Table of content

KubeVirt live migration is designed to provide a functional alternative to vMotion, but it remains architecturally unfamiliar to many vSphere admins. KubeVirt uses its own hypervisor technology and wraps it inside Kubernetes pod semantics that can seem at odds with the mental model a vSphere engineer brings to the table. For example, live migration doesn’t “move” a VM. It creates a brand-new pod on the target node, streams memory into it, and deletes the old one. That single fact cascades into a dozen operational surprises covering storage access modes, network identity, CPU compatibility, and failure handling.

In the rest of this article, we’ll give VMware professionals some basic tips to ease their journey with KubeVirt. We’ll map the KubeVirt migration model onto the VMware model, identify the specific points where vSphere intuition breaks down, and explain the operational failure modes that may arise in production.

How widespread is KubeVirt adoption?

KubeVirt documents 40+ production adopters including NVIDIA GeForce NOW (cloud gaming with GPU passthrough), Cloudflare (hundreds of VMs across several clusters for ephemeral build agents), Intel Gaudi (core data center workloads), and ByteDance, among others. Red Hat ships it as OpenShift Virtualization, the enterprise-supported distribution. A SpectroCloud survey found 26% of Kubernetes adopters use KubeVirt, while Portworx found that 58% of surveyed organizations are planning to migrate some VMs to Kubernetes management.

How does KubeVirt run inside Kubernetes?

KubeVirt is a CNCF incubating project that extends Kubernetes with VM lifecycle management through Custom Resource Definitions.  The actual virtualization stack is KVM (kernel module) + QEMU (userspace) + virtqemud (modular libvirt daemon), all running inside a standard Kubernetes pod.

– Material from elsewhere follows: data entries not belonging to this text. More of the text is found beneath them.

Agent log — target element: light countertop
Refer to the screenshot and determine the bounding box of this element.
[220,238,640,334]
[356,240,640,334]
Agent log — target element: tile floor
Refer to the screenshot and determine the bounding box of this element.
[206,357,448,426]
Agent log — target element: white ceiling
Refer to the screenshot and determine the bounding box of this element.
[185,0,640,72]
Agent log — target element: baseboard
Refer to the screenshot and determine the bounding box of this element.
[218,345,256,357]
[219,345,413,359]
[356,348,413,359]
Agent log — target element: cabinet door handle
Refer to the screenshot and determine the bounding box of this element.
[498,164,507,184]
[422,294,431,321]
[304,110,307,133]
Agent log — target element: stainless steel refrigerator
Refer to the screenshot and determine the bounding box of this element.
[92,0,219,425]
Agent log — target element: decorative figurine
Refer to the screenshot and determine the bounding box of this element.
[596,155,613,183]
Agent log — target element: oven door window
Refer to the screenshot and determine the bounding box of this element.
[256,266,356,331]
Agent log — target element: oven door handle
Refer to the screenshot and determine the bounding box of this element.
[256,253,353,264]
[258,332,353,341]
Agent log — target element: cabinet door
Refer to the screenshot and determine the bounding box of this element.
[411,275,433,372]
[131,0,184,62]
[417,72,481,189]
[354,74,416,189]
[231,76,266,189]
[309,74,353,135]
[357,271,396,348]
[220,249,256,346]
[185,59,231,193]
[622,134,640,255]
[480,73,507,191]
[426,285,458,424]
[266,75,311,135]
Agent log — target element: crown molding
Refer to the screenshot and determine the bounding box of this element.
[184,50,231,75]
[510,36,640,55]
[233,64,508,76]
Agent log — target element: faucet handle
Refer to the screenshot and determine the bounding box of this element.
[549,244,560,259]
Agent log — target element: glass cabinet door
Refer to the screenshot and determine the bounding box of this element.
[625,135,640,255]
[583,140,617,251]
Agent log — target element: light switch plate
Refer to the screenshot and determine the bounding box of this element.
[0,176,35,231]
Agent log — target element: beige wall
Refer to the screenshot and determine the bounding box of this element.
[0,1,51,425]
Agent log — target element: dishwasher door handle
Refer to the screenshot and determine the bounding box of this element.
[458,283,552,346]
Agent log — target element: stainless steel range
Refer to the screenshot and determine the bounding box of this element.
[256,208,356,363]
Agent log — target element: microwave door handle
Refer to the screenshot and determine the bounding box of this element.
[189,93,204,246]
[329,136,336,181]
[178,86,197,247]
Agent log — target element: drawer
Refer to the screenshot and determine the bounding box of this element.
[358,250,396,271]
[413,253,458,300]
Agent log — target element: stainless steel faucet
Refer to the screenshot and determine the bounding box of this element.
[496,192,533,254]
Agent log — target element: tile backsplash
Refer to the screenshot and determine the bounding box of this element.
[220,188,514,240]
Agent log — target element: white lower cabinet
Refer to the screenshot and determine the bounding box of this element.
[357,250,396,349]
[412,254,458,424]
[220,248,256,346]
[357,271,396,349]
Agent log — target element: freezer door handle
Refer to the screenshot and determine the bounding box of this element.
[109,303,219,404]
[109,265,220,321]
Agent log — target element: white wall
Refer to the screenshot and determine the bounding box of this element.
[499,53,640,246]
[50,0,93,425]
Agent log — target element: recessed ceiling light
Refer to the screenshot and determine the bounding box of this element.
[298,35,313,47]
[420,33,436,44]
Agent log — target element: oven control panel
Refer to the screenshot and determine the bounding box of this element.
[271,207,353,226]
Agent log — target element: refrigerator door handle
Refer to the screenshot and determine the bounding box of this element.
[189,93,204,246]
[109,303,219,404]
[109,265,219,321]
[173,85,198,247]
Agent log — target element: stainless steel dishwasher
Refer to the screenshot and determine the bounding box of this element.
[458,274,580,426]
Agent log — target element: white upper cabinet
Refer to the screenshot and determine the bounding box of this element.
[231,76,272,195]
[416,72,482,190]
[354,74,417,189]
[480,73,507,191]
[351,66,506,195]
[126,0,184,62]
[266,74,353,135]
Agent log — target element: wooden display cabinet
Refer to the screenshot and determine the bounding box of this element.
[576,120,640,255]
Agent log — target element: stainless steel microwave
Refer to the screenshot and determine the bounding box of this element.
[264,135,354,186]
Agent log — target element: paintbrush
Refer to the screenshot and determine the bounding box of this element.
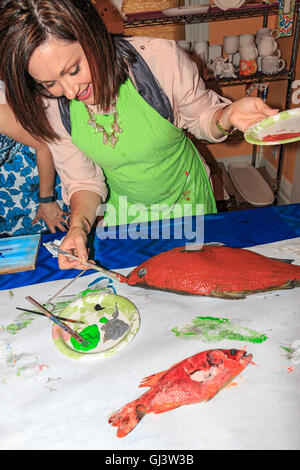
[16,307,86,324]
[25,296,90,346]
[43,242,127,282]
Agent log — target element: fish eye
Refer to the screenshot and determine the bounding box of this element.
[94,304,104,312]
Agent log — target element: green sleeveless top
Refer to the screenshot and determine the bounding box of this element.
[70,79,216,225]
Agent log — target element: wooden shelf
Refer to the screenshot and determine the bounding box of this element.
[124,0,300,29]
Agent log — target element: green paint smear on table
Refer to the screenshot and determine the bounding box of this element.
[171,317,267,343]
[2,314,35,335]
[70,325,100,351]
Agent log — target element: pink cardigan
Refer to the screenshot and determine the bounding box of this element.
[48,37,230,204]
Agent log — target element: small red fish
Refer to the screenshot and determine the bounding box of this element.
[108,349,252,437]
[122,245,300,299]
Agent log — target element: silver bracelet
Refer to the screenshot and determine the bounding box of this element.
[216,119,237,135]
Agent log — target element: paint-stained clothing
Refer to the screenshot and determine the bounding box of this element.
[44,37,230,209]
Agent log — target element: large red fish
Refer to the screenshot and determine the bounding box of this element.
[120,245,300,299]
[108,349,252,437]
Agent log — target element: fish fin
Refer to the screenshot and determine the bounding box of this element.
[139,370,166,387]
[151,403,180,415]
[208,290,246,299]
[266,256,295,264]
[108,400,146,437]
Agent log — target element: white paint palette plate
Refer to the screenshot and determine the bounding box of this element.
[52,293,140,360]
[162,4,209,16]
[244,108,300,145]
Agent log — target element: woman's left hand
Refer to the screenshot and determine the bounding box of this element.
[221,96,279,132]
[31,201,69,233]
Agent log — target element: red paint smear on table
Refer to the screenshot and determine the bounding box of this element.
[262,132,300,142]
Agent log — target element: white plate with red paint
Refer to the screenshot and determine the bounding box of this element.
[244,108,300,145]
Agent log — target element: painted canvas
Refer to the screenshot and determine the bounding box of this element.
[0,234,41,274]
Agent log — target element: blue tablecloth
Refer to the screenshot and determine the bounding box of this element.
[0,204,300,290]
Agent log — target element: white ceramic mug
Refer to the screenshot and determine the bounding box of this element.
[257,36,278,57]
[239,42,258,60]
[192,41,208,63]
[255,28,277,44]
[223,36,240,55]
[261,55,285,75]
[232,52,241,67]
[208,44,222,61]
[239,33,255,47]
[177,41,191,52]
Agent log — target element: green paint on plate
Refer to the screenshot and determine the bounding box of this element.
[171,317,267,343]
[70,325,100,351]
[99,317,108,323]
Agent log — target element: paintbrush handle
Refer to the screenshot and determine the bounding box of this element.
[44,242,127,282]
[25,296,88,344]
[16,307,85,325]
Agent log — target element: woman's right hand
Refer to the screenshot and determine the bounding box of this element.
[58,227,89,270]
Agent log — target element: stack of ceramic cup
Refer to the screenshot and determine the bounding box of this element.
[255,28,286,75]
[239,33,258,75]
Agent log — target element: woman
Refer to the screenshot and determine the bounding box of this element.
[0,89,68,233]
[0,0,277,268]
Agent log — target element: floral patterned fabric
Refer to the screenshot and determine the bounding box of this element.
[0,134,67,237]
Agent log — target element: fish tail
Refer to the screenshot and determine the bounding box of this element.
[108,400,147,437]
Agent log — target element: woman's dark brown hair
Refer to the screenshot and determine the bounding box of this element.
[0,0,134,141]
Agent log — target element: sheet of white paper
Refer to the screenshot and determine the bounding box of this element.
[0,238,300,450]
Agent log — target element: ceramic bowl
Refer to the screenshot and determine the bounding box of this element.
[214,0,246,10]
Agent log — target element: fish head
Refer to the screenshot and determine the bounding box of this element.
[206,349,253,368]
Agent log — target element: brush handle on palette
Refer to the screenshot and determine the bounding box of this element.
[44,243,127,282]
[25,296,88,344]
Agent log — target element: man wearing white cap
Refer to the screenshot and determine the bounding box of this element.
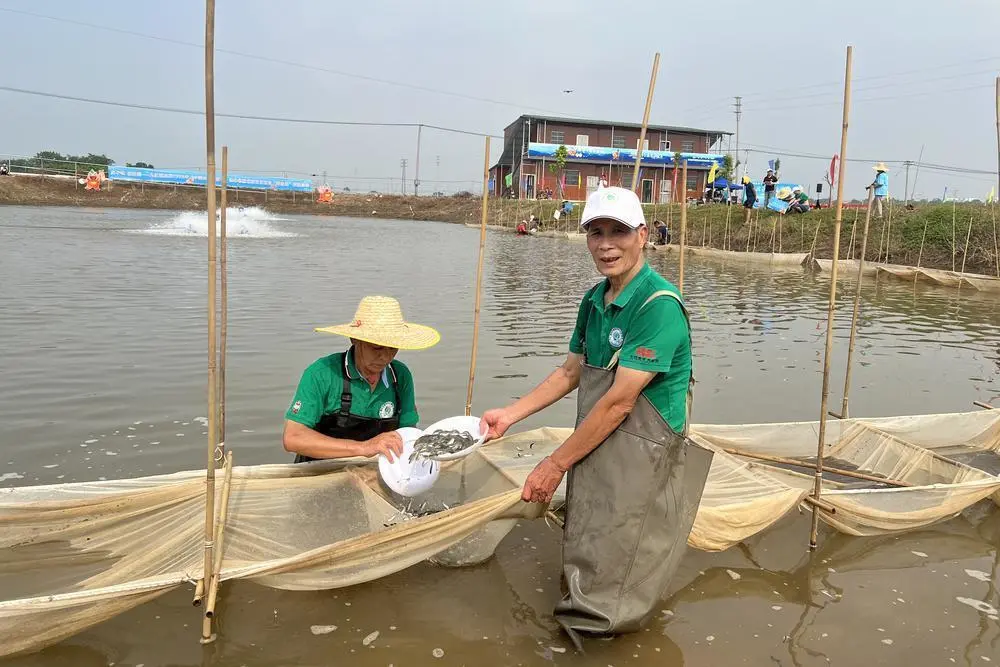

Four components form the control plane:

  • virt-api is the aggregated API server that validates VM resource definitions.
  • virt-controller is the cluster-wide process (deployed as a replicated Deployment) that watches for new VirtualMachineInstance objects, creates the corresponding pods, and orchestrates migrations.
  • virt-handler is a privileged DaemonSet on every node. Think of it as the equivalent of hostd/vpxa on ESXi. It performs privileged node-level setup (networking, device passthrough, storage prep) and keeps the cluster state in sync with the actual libvirt domain.
  • virt-launcher is a non-privileged container (although it may need elevated privileges for services like SYS_NICE and NET_BIND_SERVICE for performance tuning and networking) that runs inside every VM’s pod, hosting a per-VM virtqemud instance and the QEMU process.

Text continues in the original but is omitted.